Badai pemutusan hubungan kerja (PHK) ternyata tidak hanya menghantam industri tekstil. Badai serupa diduga juga melanda industri perbankan di Indonesia.
Hal ini diungkap Lembaga Penyelidikan Ekonomi dan Masyarakat Fakultas Ekonomi dan Bisnis Universitas Indonesia (LPEM FEB UI) yang menyebutkan perbankan menjadi salah satu sektor yang mengalami peningkatan angka PHK belakangan ini. Hal ini terutama disebabkan oleh digitalisasi layanan yang berakibat pada berkurangnya kebutuhan tenaga kerja di kantor cabang.
“Banyak bank besar di Indonesia melakukan perampingan tenaga kerja, beralih ke layanan digital untuk efisiensi operasional,” kata peneliti LPEM FEB UI Muhammad Hanri dalam Labor Market Brief, dilansir Jumat, (13/9/2024) pekan lalu.
Hanri mengatakan fenomena PHK di industri perbankan dan keuangan mencerminkan bahwa peningkatan angka PHK bukan semata disebabkan oleh faktor ekonomi makro. PHK, kata dia, juga disebabkan oleh pergeseran struktural dalam industri yang dipengaruhi oleh perkembangan teknologi.
“Dengan demikian, penyebab PHK di berbagai sektor sangat bergantung pada dinamika sektoral yang spesifik serta kondisi ekonomi yang berlaku, yang berimplikasi pada perlunya adaptasi kebijakan ketenagakerjaan yang lebih responsif dan kontekstual,” jelas dia.
LPEM tak menyebut angka pegawai bank yang mengalami PHK oleh digitalisasi ini. Meski demikian merujuk pada data Kementerian Ketenagakerjaan, secara umum jumlah pekerja yang mengalami PHK di Tanah Air selama Januari-Oktober 2023 mencapai 237.080 orang. Puncak gelombang PHK terutama terjadi pada bulan Oktober 2023, ketika 45.576 orang terpaksa kehilangan pekerjaannya.

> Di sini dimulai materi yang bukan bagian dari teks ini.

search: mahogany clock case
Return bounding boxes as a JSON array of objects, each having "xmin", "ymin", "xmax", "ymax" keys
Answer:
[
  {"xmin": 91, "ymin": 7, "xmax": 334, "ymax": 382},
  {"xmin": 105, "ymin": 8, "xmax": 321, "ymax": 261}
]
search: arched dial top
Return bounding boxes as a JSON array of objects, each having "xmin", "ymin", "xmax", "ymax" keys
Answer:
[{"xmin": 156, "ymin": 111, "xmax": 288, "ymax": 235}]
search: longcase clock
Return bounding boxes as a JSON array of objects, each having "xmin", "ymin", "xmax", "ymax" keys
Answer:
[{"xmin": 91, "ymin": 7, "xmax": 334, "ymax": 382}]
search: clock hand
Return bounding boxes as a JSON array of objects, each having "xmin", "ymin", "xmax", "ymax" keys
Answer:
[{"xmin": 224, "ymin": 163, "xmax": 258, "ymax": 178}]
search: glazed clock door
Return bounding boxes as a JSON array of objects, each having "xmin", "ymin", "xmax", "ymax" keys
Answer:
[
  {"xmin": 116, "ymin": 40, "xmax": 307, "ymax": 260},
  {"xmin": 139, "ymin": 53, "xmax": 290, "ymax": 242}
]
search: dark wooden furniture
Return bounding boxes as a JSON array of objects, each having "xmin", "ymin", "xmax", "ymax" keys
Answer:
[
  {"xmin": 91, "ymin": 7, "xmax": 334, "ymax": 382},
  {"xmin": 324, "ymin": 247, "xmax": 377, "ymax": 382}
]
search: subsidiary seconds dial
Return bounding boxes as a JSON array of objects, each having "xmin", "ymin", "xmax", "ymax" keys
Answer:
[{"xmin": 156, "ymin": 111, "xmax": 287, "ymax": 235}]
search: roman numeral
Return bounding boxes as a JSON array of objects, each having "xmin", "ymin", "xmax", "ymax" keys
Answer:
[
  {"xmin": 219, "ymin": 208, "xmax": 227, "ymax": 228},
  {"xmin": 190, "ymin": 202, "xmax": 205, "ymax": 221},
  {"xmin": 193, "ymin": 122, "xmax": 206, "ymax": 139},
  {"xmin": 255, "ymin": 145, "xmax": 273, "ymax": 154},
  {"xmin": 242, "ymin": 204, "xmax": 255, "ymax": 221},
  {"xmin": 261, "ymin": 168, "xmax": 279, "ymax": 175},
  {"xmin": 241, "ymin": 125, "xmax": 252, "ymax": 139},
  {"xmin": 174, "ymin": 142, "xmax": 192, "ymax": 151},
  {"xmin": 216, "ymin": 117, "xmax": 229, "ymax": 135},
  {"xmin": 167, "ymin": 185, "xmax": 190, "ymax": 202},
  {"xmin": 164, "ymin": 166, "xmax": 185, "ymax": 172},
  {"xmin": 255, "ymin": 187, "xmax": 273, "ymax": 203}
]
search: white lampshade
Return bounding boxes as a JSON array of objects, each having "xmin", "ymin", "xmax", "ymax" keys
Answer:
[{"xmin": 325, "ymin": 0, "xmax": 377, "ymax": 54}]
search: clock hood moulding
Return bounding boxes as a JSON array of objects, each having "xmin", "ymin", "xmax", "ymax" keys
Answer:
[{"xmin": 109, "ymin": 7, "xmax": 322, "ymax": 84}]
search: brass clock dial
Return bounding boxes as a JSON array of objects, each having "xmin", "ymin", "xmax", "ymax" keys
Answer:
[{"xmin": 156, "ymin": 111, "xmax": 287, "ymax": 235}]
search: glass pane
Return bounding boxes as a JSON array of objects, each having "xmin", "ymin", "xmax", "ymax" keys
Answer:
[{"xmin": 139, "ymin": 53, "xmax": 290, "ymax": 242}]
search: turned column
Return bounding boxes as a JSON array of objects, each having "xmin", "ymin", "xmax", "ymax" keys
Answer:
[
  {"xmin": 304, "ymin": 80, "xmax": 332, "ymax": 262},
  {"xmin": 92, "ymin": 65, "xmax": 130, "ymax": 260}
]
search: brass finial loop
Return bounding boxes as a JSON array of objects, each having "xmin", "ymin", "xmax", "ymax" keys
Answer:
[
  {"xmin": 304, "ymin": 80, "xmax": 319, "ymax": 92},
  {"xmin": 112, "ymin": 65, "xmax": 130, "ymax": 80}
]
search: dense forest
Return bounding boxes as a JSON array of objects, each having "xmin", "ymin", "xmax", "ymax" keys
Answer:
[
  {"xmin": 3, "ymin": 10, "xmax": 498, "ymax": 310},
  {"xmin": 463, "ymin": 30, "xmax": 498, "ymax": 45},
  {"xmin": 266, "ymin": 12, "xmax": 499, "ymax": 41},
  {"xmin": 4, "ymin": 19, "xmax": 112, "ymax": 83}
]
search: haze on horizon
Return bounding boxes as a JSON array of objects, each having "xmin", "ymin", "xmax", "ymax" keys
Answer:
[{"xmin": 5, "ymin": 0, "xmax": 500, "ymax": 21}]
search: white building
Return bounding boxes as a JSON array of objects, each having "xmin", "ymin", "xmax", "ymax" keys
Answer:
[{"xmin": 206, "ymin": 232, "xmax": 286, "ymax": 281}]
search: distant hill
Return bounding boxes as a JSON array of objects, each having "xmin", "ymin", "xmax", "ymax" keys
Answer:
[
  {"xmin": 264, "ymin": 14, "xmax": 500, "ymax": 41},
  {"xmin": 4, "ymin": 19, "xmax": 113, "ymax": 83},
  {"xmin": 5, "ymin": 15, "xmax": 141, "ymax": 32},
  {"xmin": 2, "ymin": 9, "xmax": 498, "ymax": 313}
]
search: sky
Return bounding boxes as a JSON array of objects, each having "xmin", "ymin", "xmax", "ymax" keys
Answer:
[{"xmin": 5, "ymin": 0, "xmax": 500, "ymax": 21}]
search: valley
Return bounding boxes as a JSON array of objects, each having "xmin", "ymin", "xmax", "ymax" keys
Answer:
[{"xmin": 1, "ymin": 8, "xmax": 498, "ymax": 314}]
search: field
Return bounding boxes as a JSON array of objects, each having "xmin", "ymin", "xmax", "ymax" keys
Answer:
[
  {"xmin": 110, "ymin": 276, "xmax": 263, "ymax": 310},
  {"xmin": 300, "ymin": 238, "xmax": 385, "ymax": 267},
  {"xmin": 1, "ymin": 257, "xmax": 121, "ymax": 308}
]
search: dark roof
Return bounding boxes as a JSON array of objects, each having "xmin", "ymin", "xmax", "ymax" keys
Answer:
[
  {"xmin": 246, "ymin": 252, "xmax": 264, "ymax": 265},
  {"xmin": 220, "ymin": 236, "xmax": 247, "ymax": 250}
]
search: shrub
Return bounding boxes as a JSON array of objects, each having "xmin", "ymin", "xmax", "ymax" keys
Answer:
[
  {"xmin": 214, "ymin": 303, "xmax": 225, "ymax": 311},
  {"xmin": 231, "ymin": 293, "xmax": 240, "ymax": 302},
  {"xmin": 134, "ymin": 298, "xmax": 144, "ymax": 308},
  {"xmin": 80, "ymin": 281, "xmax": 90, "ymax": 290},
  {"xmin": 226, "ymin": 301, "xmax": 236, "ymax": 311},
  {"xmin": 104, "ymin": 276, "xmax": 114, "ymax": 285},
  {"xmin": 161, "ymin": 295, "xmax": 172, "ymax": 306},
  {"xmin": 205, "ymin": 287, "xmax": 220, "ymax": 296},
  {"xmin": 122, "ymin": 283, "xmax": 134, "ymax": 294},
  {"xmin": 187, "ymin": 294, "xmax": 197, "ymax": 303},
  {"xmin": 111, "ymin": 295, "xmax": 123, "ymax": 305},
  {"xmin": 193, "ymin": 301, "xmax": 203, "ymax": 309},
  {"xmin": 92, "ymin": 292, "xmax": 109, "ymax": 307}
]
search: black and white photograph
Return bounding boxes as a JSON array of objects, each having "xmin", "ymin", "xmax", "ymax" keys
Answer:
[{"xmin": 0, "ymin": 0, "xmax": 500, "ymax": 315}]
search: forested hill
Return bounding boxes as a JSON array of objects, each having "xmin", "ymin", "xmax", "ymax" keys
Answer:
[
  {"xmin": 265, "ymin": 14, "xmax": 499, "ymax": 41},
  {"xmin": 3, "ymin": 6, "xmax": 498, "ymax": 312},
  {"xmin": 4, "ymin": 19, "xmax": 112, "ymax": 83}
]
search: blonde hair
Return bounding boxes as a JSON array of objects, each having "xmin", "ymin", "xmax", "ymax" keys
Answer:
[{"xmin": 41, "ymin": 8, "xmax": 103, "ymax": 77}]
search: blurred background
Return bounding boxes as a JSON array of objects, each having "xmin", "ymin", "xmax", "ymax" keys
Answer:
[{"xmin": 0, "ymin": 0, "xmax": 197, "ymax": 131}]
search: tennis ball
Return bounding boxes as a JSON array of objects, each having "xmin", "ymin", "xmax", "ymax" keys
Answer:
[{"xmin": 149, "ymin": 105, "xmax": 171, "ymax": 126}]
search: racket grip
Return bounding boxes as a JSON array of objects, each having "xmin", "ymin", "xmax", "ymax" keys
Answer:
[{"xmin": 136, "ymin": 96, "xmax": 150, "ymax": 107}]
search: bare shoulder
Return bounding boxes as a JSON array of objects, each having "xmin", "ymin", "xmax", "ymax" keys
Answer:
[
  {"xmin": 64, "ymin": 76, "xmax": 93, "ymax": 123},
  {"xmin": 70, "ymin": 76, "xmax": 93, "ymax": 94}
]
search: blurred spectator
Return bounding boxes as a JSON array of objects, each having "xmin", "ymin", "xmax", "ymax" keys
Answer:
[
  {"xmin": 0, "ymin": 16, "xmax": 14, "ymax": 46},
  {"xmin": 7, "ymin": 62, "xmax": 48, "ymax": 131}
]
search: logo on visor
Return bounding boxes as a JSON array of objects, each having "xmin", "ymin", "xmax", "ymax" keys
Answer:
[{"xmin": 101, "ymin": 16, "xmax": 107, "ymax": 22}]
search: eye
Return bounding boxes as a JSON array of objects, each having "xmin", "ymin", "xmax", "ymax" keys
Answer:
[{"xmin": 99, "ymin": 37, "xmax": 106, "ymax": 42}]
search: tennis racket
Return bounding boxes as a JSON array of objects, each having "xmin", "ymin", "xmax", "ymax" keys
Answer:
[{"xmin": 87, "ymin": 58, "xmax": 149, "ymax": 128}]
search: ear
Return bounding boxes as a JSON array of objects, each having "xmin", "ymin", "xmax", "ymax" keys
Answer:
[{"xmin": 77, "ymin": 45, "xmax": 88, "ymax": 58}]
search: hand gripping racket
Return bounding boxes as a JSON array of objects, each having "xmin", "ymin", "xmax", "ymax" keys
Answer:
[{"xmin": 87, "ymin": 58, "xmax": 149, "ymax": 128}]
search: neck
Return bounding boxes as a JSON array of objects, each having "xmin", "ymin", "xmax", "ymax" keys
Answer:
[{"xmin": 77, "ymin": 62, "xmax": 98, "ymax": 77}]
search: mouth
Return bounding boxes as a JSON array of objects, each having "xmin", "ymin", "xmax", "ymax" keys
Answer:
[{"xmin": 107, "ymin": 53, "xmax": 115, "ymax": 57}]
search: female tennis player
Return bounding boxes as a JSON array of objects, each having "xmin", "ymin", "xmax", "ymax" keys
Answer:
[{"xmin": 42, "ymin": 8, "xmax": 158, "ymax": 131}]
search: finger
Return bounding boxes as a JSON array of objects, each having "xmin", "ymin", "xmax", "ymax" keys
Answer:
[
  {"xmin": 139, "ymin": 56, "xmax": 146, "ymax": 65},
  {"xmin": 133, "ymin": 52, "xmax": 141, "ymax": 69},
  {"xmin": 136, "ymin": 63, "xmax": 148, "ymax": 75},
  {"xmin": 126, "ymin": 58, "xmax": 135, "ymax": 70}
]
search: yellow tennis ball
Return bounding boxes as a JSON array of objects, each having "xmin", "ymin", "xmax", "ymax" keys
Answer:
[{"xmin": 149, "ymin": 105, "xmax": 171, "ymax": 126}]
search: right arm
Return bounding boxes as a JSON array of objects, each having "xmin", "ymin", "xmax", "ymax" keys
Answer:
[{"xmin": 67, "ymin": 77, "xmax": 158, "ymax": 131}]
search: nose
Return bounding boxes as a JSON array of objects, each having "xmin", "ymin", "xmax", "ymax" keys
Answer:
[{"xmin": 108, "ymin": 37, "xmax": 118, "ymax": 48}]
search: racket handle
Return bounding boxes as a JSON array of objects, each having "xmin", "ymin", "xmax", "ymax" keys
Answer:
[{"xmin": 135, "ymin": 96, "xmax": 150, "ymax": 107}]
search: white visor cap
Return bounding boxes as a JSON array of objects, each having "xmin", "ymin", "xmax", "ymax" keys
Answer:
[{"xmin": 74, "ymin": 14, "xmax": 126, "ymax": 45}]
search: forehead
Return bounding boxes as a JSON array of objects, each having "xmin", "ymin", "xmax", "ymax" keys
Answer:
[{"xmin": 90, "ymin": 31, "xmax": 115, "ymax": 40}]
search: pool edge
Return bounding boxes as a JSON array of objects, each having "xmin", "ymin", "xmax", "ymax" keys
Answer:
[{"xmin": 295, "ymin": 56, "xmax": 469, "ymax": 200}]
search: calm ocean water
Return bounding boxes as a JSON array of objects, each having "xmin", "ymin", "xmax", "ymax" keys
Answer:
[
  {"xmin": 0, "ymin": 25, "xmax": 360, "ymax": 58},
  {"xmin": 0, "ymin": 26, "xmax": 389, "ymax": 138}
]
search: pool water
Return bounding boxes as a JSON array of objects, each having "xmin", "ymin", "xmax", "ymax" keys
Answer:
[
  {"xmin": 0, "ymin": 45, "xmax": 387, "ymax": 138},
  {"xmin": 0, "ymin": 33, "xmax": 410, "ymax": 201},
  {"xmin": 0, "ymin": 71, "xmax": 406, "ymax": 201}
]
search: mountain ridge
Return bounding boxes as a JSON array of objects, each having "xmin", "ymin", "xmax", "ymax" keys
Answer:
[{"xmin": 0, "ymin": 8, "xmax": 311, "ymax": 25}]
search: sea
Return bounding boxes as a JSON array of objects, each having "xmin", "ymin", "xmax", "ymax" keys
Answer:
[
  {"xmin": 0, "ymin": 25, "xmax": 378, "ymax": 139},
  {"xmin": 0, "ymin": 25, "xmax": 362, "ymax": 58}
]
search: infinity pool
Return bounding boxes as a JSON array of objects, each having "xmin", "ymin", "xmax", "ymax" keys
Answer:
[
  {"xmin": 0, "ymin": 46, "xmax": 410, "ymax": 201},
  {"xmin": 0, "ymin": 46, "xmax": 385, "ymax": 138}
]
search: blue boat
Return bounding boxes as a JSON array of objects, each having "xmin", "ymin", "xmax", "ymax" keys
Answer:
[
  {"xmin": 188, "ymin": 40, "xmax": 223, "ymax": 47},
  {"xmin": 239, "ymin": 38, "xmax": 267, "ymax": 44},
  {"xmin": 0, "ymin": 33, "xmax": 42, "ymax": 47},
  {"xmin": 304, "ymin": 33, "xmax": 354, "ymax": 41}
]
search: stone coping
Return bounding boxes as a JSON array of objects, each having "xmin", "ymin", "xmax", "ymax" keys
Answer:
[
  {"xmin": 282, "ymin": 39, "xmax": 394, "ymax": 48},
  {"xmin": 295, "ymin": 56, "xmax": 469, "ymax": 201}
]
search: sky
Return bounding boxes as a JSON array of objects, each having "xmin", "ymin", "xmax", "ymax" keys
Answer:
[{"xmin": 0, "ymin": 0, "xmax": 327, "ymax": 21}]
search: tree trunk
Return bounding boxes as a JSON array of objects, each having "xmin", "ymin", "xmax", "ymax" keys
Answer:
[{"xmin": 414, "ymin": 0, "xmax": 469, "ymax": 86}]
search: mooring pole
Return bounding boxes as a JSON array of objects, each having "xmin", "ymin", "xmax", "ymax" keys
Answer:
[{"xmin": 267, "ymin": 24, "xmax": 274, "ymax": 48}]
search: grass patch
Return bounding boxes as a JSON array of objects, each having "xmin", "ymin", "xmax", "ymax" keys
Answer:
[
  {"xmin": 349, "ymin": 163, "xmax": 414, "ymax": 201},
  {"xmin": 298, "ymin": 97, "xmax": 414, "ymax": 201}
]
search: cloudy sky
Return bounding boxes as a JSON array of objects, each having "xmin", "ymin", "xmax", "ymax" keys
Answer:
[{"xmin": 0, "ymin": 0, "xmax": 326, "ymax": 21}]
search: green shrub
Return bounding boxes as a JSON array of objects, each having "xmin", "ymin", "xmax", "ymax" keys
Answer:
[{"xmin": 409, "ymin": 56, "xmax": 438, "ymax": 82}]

Sementara itu, selama paruh pertama 2024 Kemnaker mencatat sudah ada 32.064 orang yang terkena PHK. Angka ini meningkat 21,45% dibandingkan periode yang sama tahun lalu. DKI Jakarta menjadi daerah dengan angka PHK tertinggi yakni 7.469 orang, disusul Banten dan Jawa Barat.